Vibrant, crunchy salad with spiced crispy chicken, fresh lettuce, tortilla strips, and creamy salsa ranch dressing.
# What You Need:
→ Crispy Chicken
01 - 2 boneless, skinless chicken breasts
02 - 1/2 cup all-purpose flour
03 - 2 large eggs
04 - 1 cup panko breadcrumbs
05 - 1 teaspoon chili powder
06 - 1 teaspoon ground cumin
07 - 1/2 teaspoon smoked paprika
08 - 1/2 teaspoon garlic powder
09 - 1/2 teaspoon salt
10 - 1/4 teaspoon black pepper
11 - 2 tablespoons olive oil
→ Salad Base
12 - 6 cups chopped romaine lettuce
13 - 1 cup halved cherry tomatoes
14 - 1 cup canned black beans, drained and rinsed
15 - 1 cup corn kernels
16 - 1/2 cup shredded cheddar cheese
17 - 1/4 cup thinly sliced red onion
18 - 1 avocado, diced
19 - 1/2 cup tortilla strips
→ Salsa Ranch Dressing
20 - 1/3 cup ranch dressing
21 - 1/3 cup tomato salsa
22 - 1 tablespoon fresh lime juice
# How to Make:
01 - Pound chicken breasts to an even 1/2-inch thickness. Cut into bite-sized strips.

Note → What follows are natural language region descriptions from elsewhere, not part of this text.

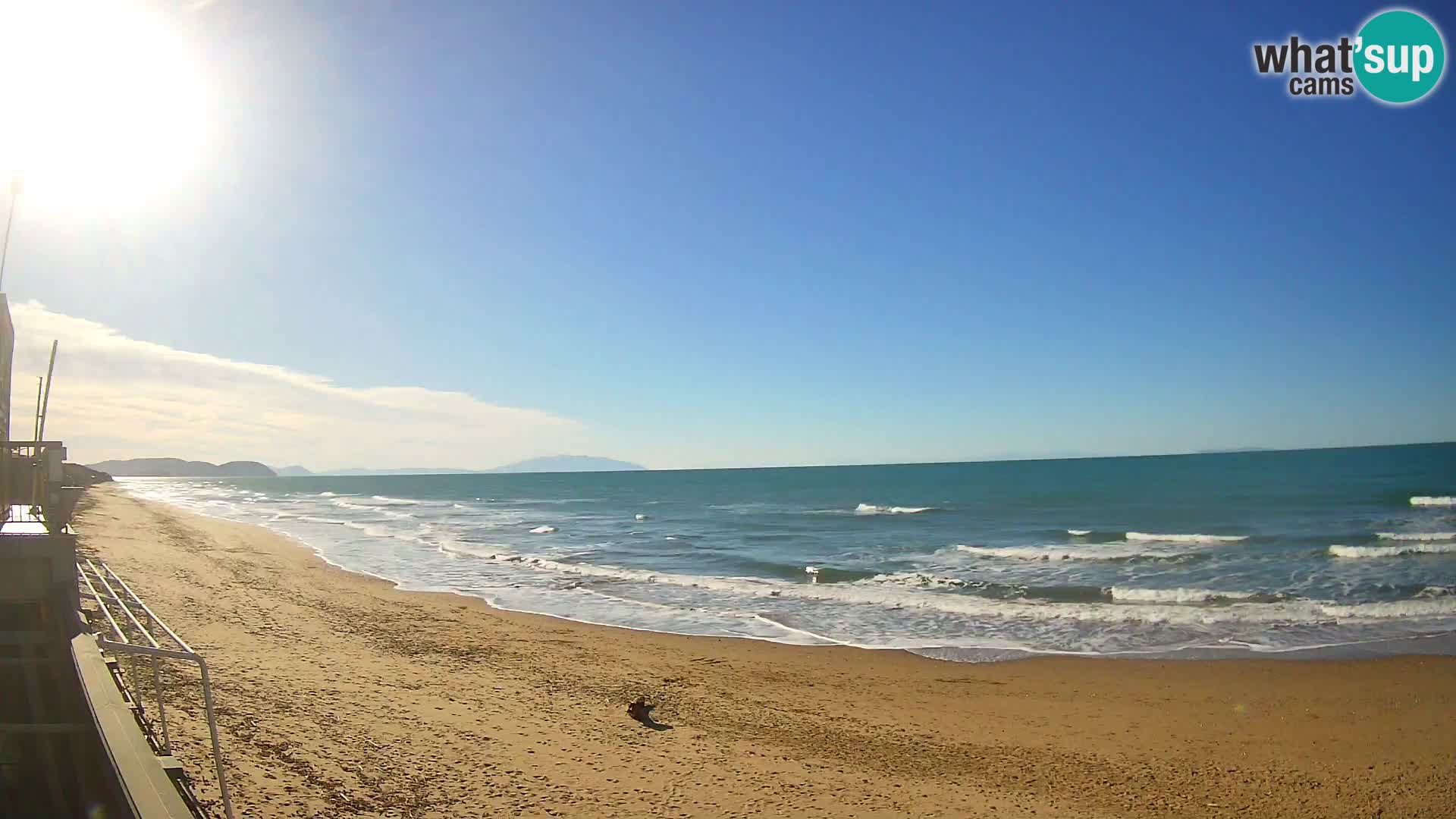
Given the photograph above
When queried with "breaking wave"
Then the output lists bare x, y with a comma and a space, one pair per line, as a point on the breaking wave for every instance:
1184, 595
1187, 538
1419, 548
873, 509
1100, 551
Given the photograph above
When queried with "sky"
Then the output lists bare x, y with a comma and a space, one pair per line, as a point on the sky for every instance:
698, 235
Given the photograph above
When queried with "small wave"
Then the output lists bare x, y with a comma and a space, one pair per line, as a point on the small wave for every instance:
1416, 548
1187, 538
977, 607
1100, 551
873, 509
918, 580
1181, 595
386, 500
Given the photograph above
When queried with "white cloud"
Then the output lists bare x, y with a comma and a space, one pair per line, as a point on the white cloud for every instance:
118, 397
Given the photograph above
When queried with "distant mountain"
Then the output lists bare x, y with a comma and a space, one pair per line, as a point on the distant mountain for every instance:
551, 464
400, 471
178, 468
77, 475
570, 464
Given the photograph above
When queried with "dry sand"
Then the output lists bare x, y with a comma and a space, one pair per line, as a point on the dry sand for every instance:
340, 695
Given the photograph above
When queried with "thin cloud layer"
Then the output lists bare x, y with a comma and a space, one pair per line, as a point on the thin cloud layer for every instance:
118, 397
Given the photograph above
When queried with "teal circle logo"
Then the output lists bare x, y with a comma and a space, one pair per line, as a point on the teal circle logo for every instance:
1400, 55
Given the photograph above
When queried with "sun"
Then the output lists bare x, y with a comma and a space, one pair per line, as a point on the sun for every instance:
105, 104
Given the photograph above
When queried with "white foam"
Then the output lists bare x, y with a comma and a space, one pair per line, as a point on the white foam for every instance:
1177, 595
1392, 551
1027, 610
873, 509
1098, 551
916, 580
1187, 538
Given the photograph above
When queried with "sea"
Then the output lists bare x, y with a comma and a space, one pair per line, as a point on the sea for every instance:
1183, 556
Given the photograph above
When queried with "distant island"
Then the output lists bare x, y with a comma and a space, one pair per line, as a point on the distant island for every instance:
570, 464
178, 468
549, 464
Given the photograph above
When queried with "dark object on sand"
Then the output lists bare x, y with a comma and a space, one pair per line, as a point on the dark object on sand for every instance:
641, 710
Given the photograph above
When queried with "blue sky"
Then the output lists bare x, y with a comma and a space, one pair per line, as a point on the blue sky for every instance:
747, 234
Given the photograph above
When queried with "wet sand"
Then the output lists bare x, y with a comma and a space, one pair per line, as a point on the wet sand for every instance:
340, 695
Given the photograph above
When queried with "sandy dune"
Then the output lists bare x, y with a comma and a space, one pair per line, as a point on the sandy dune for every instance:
343, 697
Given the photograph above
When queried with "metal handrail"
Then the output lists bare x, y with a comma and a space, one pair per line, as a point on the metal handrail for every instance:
124, 646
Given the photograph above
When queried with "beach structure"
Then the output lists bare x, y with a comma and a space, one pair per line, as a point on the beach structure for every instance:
82, 656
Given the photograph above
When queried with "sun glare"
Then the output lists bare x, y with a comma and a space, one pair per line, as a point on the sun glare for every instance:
105, 105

02 - Arrange three shallow bowls with flour in the first, beaten eggs in the second, and panko breadcrumbs mixed with chili powder, cumin, smoked paprika, garlic powder, salt, and black pepper in the third.

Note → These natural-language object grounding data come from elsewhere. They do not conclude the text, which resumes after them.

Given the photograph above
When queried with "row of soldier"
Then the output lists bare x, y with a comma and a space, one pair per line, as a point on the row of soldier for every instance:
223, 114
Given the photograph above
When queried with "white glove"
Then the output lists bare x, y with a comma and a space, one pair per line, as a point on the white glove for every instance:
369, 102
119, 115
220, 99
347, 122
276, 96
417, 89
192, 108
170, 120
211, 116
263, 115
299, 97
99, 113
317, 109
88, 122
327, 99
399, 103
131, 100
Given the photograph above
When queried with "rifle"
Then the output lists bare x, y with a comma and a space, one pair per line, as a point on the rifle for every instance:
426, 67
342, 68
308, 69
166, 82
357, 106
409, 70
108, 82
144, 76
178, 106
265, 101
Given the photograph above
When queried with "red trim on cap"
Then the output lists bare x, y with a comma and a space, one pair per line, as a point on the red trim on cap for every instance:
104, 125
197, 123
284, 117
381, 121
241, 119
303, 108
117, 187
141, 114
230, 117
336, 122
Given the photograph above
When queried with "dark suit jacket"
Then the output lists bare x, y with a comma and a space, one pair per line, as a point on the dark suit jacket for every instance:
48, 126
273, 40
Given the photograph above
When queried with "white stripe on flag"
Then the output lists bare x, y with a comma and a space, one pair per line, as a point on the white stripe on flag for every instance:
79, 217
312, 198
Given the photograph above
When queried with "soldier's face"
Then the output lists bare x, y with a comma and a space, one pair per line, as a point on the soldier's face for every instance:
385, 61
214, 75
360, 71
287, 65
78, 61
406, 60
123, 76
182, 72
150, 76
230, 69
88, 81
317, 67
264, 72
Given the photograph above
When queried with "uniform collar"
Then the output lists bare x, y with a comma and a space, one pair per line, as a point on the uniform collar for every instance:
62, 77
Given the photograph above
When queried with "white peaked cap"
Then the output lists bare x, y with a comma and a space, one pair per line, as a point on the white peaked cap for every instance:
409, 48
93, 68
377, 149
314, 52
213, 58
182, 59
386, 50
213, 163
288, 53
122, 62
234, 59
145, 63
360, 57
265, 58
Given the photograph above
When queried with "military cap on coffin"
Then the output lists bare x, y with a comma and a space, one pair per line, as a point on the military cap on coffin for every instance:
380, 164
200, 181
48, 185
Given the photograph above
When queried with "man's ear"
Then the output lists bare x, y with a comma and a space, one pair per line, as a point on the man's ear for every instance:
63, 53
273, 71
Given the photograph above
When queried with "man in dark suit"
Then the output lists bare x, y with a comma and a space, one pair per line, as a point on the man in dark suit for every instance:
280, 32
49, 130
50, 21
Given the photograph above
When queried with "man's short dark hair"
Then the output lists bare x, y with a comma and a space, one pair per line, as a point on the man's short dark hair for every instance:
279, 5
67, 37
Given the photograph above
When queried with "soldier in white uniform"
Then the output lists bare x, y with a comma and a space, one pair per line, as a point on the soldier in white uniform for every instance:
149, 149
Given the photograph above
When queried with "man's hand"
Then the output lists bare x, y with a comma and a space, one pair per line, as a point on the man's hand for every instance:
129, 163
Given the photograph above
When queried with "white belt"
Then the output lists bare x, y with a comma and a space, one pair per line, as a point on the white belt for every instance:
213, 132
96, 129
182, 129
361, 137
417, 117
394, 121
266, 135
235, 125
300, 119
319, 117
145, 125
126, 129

03 - Dredge each chicken strip in flour, dip in egg, then coat thoroughly in seasoned breadcrumbs.
04 - Heat olive oil in a large skillet over medium heat. Cook chicken strips for 3 to 4 minutes per side until golden brown and cooked through. Transfer to a paper towel-lined plate.
05 - In a small bowl, whisk together ranch dressing, salsa, and lime juice until smooth and well combined.
06 - In a large bowl or on individual plates, layer romaine lettuce, cherry tomatoes, black beans, corn, cheddar cheese, red onion, and avocado.
07 - Add crispy chicken strips and tortilla strips to the salad layers.
08 - Drizzle salsa ranch dressing over the salad just before serving.